Initialising more consumers adds them to the existing group without you having to do anything else. Kafka makes this work exceptionally smoothly since the Broker knows about all the consumers in the group and can therefore handle consumers joining (or leaving) a group.

How partitions are assigned

The chosen “assignment strategy” determines the assignment of partitions within a group.

The default strategy is the RangeAssignor, which I would rather not explain in my own words, so I’ll quote Kafka’s JavaDocs instead.

The range assignor works on a per-topic basis. For each topic, we lay out the available partitions in numeric order and the consumers in lexicographic order. We then divide the number of partitions by the total number of consumers to determine the number of partitions to assign to each consumer. If it does not evenly divide, then the first few consumers will have one extra partition.

For example, suppose there are two consumers C0 and C1, two topics t0 and t1, and each topic has 3 partitions, resulting in partitions t0p0, t0p1, t0p2, t1p0, t1p1, and t1p2.

The assignment will be:

C0: [t0p0, t0p1, t1p0, t1p1] C1: [t0p2, t1p2]

You can configure a consumer group’s assignment strategy by using the partition.assignment.strategy property and defining the qualified class name of the assignor to use.

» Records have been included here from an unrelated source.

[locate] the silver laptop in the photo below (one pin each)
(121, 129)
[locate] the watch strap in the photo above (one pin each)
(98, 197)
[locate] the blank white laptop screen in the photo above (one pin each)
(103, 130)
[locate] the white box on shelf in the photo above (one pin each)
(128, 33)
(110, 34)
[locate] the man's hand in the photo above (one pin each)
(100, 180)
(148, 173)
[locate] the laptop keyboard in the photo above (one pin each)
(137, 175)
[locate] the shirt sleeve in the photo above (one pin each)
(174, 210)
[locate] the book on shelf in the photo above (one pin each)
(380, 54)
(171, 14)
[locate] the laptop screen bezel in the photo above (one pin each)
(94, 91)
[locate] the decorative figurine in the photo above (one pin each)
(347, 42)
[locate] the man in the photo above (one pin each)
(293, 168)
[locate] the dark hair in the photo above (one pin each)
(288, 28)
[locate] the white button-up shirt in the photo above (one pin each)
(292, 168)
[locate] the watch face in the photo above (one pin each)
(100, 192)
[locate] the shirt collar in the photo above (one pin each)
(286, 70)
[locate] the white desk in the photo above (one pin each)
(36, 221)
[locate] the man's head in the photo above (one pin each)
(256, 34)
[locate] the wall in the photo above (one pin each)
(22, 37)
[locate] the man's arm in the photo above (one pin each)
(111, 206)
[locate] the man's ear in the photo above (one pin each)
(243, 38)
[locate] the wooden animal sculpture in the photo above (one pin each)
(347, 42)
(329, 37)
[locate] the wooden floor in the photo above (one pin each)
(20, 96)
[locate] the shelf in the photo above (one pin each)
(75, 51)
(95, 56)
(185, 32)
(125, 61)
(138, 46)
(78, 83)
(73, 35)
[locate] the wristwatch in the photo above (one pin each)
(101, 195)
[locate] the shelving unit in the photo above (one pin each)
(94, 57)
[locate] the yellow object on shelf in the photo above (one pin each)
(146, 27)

More information on the different assignors can be found in Kafka’s documentation.

Summary

Consumer groups in Kafka allow you to:

Group consumers by their function in a system.
Split the processing load of a topic by sharing its partitions between consumers in a group.

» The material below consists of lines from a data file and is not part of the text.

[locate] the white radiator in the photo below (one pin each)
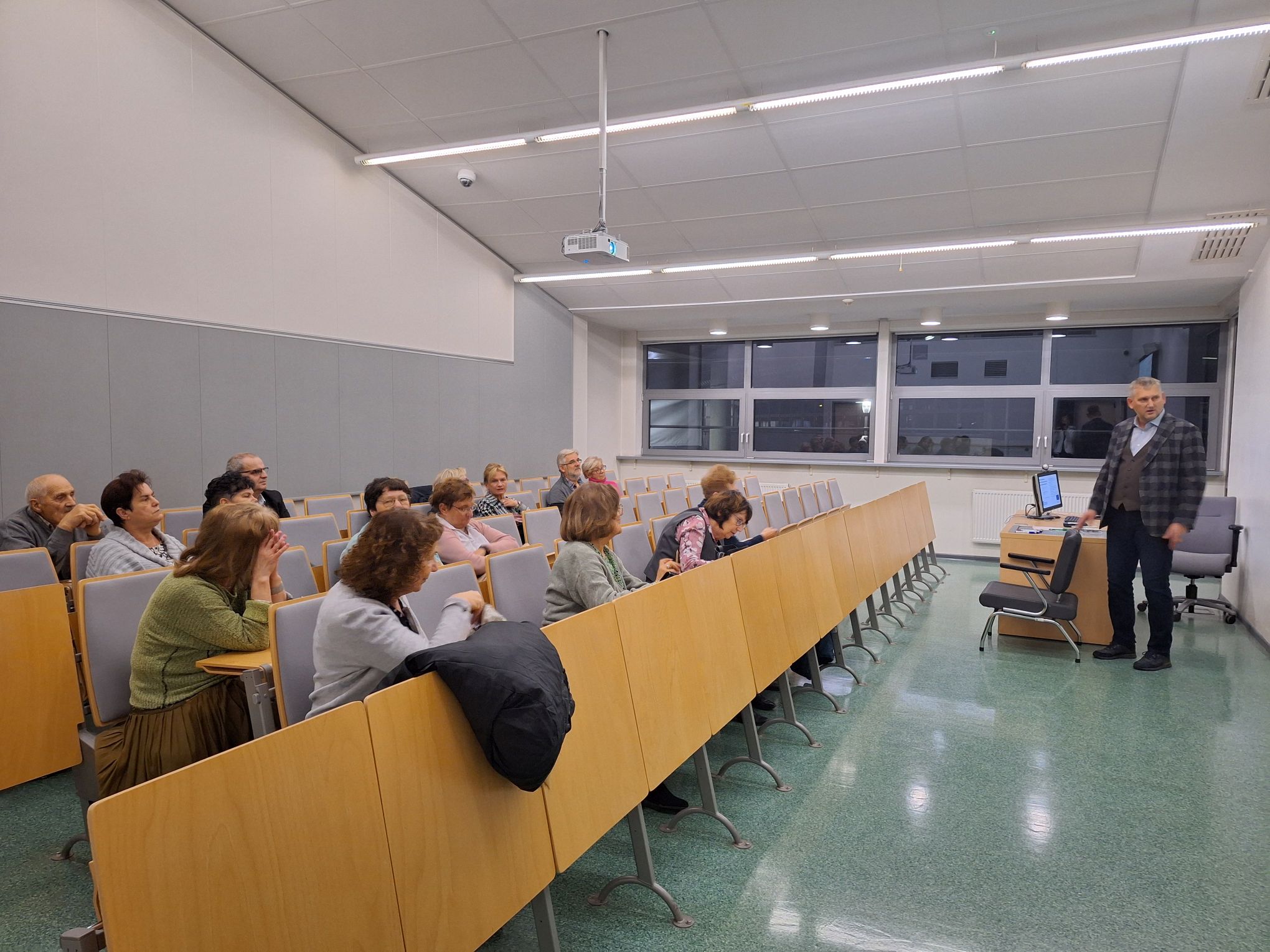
(991, 508)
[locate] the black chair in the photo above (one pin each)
(1052, 605)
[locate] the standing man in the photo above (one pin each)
(1146, 495)
(255, 469)
(569, 464)
(52, 520)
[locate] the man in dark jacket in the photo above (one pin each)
(1147, 497)
(255, 469)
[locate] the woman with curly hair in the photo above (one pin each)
(365, 626)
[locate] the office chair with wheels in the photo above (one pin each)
(1208, 551)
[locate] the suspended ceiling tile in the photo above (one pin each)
(873, 179)
(692, 157)
(768, 192)
(663, 46)
(738, 231)
(280, 45)
(1072, 156)
(920, 126)
(1055, 201)
(492, 78)
(572, 213)
(896, 217)
(346, 100)
(387, 30)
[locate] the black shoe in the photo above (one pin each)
(662, 800)
(1116, 650)
(1152, 661)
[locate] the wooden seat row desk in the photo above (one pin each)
(1089, 582)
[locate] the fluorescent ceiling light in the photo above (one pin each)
(1187, 40)
(580, 276)
(895, 251)
(1147, 233)
(875, 88)
(385, 157)
(720, 266)
(639, 124)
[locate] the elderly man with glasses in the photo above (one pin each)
(255, 469)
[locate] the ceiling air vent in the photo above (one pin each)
(1223, 245)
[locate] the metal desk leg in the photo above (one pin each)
(788, 714)
(644, 875)
(709, 801)
(817, 686)
(258, 684)
(756, 752)
(544, 922)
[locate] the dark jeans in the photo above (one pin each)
(1128, 545)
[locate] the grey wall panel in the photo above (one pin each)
(155, 406)
(308, 401)
(416, 417)
(55, 406)
(237, 389)
(365, 416)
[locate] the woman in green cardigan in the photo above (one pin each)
(215, 600)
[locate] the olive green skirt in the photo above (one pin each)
(148, 744)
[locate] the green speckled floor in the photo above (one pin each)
(969, 803)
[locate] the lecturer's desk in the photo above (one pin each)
(1089, 581)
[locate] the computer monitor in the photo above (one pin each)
(1045, 493)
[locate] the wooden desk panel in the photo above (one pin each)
(40, 705)
(469, 848)
(1089, 582)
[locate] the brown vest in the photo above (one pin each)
(1124, 494)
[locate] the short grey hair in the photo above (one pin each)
(235, 462)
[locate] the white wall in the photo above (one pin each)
(146, 172)
(1250, 452)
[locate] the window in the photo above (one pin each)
(769, 399)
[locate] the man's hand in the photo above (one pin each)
(1090, 516)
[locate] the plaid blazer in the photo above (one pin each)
(1172, 478)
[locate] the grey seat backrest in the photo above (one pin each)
(357, 518)
(793, 504)
(310, 532)
(543, 527)
(503, 523)
(28, 567)
(298, 577)
(111, 610)
(442, 583)
(1205, 550)
(332, 554)
(676, 500)
(1066, 562)
(835, 492)
(808, 495)
(633, 549)
(177, 521)
(775, 505)
(294, 627)
(519, 583)
(758, 520)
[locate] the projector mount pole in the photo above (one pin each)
(604, 122)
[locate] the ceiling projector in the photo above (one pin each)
(595, 248)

You’ve seen how to create a consumer and place it in a group or add one to an existing group by specifying its group.id during initialisation. You will hopefully also recall that Kafka does the rest of the work and that selecting the group.id is all you have to do.

By finishing this post, we have now covered the core parts of Kafka (at least in my opinion), and you should have enough knowledge to start building applications using it. Probably nothing fancy, but you’ll at least have the foundational understanding to get started.

I’ll look at particular topics more closely in future posts that I might have brushed over previously, or I’ll cover new material as I learn it myself.